Capítulo 8
Ella luchó por incorporarse, descubriendo que llevaba puesta una camisa de hombre demasiado grande que apenas le cubría los muslos. El familiar aroma a cedro la envolvía, haciéndola tensarse instintivamente.
Desde la sala de estar llegaba el suave tecleo de las teclas de un teclado. Siguiendo el sonido, Scarlett vio a Sebastián sentado en el sofá con una computadora portátil sobre las rodillas, concentrado en su trabajo.
La luz de la mañana entraba a raudales por las ventanas del suelo al techo, resaltando su fuerte silueta y su perfil concentrado. Su mandíbula estaba tensa, su expresión indescifrable.
Una tensión sofocante llenaba el aire.
Scarlett apartó las cobijas y se levantó de la cama, sus pies descalzos encontrándose con el frío suelo de mármol. Caminó hasta el umbral de la sala y se detuvo.
—¿Por qué me rescataste?— Su voz era ronca por el sueño.
Los dedos de Sebastián vacilaron sobre el teclado, pero no levantó la vista. Su tono era tan casual como si hablara del clima.
—Eres mía. Nadie más puede tocar lo que es mío.
—¿Tuya?— Scarlett rió con amargura. Había sido una tonta al pensar que él podría haberla rescatado por genuina preocupación. Por supuesto— estaba a punto de comprometerse con su hermana. Rescatarla era solo otra expresión de su naturaleza controladora.
Su relación siempre había sido así: él dominando, haciendo lo que le placía, tratándola como una muñeca con la que podía jugar a su antojo.
Una sonrisa autocompasiva curvó sus labios.
—Qué halagador, señor Howard. ¿Se te ha olvidado? Estás a punto de comprometerte con Edith. ¿No te preocupa que tu prometida descubra tu sucio secreto?
Ella se acercó más, encontrando su mirada directamente.
—¿O te resulta emocionante tener a las dos hermanas a la vez? ¿No te da asco, Sebastián?
Sus últimas palabras fueron como agujas envenenadas, atravesando lo que quedaba de sus pretensiones.
Sebastián finalmente dejó de teclear y cerró su computadora portátil.
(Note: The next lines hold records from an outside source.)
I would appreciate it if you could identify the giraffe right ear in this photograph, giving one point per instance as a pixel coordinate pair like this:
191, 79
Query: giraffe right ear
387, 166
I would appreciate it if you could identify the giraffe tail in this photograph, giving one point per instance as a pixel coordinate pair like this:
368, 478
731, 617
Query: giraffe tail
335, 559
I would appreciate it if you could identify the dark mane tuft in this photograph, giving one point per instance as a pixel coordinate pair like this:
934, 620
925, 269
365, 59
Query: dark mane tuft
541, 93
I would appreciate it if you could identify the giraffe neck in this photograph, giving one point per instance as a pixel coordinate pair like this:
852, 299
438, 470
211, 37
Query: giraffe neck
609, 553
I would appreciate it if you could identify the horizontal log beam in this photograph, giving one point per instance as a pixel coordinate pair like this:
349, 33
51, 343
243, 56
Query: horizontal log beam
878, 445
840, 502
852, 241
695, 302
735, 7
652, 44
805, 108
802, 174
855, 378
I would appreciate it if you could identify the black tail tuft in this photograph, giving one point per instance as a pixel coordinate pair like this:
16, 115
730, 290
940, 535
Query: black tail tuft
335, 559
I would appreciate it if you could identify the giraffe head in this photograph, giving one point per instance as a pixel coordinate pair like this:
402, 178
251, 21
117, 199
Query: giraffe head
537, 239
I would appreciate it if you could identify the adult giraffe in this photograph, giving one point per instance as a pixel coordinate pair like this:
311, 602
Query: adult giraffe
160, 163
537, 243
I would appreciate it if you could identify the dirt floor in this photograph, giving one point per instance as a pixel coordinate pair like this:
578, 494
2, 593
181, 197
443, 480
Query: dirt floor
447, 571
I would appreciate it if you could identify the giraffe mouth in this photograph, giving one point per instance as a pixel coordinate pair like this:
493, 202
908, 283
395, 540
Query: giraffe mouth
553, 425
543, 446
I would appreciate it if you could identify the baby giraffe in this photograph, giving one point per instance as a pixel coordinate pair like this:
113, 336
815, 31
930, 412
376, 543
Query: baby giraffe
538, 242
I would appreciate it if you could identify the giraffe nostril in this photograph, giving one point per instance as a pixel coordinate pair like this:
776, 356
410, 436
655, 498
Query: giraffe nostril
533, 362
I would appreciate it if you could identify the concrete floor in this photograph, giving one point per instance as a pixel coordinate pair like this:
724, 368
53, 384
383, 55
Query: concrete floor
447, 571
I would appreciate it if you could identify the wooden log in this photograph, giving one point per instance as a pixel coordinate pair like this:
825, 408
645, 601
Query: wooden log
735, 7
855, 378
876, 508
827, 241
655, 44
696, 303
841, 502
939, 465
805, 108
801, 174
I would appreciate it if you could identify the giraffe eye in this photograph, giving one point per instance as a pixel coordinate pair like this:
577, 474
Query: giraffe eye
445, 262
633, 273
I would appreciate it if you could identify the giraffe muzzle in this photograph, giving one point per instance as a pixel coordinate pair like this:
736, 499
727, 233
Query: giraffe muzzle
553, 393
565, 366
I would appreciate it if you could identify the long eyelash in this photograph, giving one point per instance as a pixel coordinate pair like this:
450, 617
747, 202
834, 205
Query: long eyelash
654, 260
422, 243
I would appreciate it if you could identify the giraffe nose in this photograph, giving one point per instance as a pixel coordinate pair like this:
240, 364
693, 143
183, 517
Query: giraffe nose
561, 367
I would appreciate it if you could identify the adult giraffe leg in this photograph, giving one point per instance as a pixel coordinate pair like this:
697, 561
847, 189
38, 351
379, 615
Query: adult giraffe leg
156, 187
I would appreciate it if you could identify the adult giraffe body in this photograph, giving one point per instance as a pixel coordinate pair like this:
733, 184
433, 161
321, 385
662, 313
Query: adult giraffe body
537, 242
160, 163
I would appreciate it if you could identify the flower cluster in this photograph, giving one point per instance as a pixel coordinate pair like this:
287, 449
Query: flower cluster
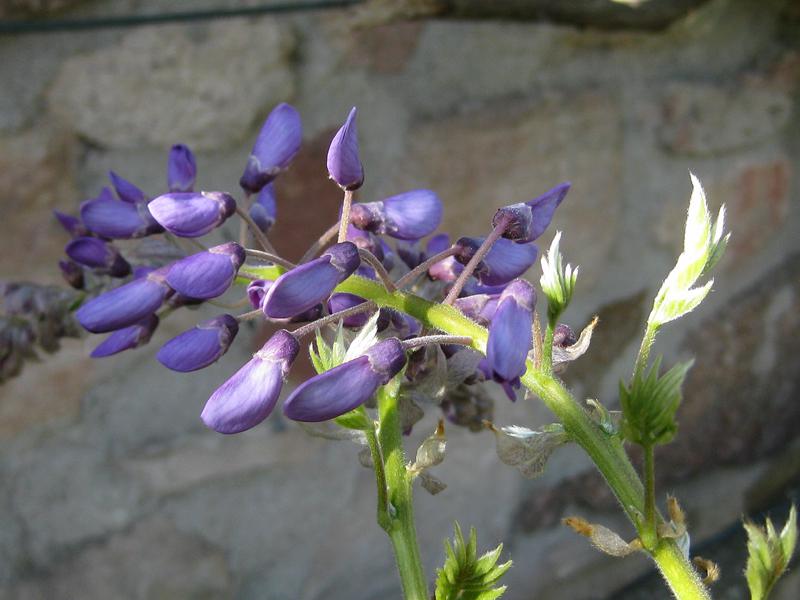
479, 276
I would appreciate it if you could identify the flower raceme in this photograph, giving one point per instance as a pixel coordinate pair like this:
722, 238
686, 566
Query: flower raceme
491, 294
248, 397
207, 274
189, 214
181, 169
201, 346
309, 284
347, 386
125, 305
344, 162
510, 332
408, 216
276, 145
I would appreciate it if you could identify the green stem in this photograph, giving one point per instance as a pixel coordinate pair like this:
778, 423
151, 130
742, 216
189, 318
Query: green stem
401, 529
380, 475
644, 349
547, 347
648, 530
606, 451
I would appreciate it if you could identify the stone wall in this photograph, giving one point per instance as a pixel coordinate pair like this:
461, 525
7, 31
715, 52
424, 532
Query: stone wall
111, 486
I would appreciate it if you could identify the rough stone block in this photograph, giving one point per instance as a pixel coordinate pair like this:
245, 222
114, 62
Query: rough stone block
204, 86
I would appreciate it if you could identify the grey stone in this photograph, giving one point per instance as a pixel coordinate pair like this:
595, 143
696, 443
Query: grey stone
150, 561
202, 85
67, 494
518, 153
704, 120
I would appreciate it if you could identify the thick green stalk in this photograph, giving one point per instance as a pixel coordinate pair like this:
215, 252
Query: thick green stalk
605, 451
402, 530
648, 531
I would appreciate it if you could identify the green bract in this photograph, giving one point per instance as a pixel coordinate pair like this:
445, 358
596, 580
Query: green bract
703, 246
650, 403
557, 281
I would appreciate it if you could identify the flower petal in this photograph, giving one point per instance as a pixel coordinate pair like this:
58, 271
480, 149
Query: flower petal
125, 305
200, 346
344, 163
248, 397
208, 274
276, 145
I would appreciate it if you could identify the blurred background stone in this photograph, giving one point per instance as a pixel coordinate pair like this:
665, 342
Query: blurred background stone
110, 486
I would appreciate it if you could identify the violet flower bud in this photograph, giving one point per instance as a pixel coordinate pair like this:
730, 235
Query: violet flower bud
365, 240
248, 397
117, 220
264, 209
200, 346
97, 254
388, 254
347, 386
309, 284
207, 274
126, 190
505, 261
480, 307
72, 273
125, 305
408, 216
71, 224
181, 169
510, 334
127, 338
190, 214
410, 253
256, 290
526, 221
276, 145
344, 163
563, 336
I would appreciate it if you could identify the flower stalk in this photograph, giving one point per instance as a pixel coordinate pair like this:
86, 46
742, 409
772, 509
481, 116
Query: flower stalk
605, 451
401, 529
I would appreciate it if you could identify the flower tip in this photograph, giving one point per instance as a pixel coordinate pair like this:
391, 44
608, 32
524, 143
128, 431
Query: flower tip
344, 163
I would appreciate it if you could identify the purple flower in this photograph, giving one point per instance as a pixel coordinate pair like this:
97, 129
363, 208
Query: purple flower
365, 240
207, 274
71, 224
344, 163
264, 209
510, 334
190, 214
276, 145
125, 305
199, 347
117, 220
311, 283
526, 221
479, 307
97, 254
127, 338
72, 273
249, 396
257, 290
181, 169
347, 386
563, 336
408, 216
410, 253
126, 190
505, 261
Levantó la mirada lentamente, sus ojos profundos y fríos como un lago congelado, sin revelar nada. Se levantó y caminó hacia ella.
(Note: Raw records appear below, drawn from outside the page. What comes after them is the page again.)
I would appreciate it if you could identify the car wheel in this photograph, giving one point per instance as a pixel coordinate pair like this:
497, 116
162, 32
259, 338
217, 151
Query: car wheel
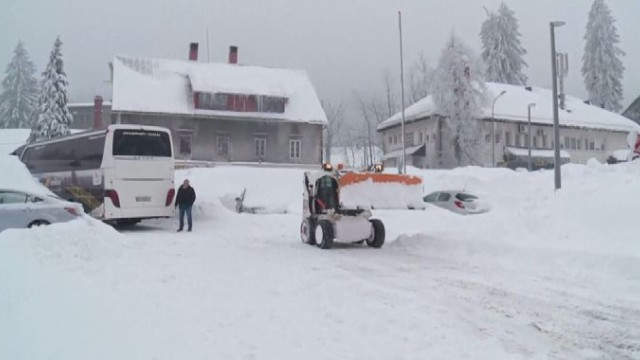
36, 223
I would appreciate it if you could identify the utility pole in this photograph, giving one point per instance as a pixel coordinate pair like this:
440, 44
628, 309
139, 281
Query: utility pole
404, 145
556, 120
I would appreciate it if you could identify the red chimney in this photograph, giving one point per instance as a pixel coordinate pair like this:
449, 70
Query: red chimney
233, 54
193, 51
97, 112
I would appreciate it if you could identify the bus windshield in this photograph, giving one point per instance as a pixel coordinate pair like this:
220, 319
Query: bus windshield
141, 143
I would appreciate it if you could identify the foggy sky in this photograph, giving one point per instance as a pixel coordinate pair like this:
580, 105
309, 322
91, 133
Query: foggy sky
345, 45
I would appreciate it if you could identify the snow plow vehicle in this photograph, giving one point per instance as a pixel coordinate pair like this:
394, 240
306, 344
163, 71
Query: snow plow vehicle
325, 219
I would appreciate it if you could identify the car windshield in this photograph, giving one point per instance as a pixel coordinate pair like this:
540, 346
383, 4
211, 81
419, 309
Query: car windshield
431, 197
466, 197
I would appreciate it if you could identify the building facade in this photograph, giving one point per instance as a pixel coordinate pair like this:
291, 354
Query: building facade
585, 132
222, 112
91, 115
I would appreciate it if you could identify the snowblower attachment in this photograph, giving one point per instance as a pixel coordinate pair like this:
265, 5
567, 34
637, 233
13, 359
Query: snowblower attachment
378, 190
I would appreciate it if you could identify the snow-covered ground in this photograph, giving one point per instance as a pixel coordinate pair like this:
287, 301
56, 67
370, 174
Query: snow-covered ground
544, 275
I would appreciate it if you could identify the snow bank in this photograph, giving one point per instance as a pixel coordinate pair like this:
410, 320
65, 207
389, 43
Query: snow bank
272, 189
15, 176
11, 139
382, 195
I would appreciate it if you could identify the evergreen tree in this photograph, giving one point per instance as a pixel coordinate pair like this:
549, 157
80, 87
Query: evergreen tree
20, 94
53, 116
502, 51
459, 94
602, 68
Su alta figura se cernía sobre ella con una intensidad abrumadora, proyectándola en sombra. Scarlett retrocedió instintivamente, pero se encontró contra la fría pared sin adónde ir.
Sebastián extendió la mano, sus dedos sujetando suavemente su barbilla con un toque ligero pero firme. Su pulgar trazó su labio inferior mientras hablaba con una voz profunda.
—Te dije, nadie lo sabrá.
Su aliento estaba cerca, llevando ese familiar aroma a cedro mezclado con un leve olor a tabaco, haciendo que el corazón de Scarlett se acelerara. Intentó apartar la cara, pero su agarre se hizo más fuerte.
—Suéltame— dijo entre dientes, su voz traicionando un leve temblor.
Pero su otra mano ya había deslizado bajo la suelta camisa para descansar en su cintura mientras él se acercaba aún más.
Justo entonces, sonó el teléfono de Sebastián. Soltó su barbilla y contestó sin alejarse.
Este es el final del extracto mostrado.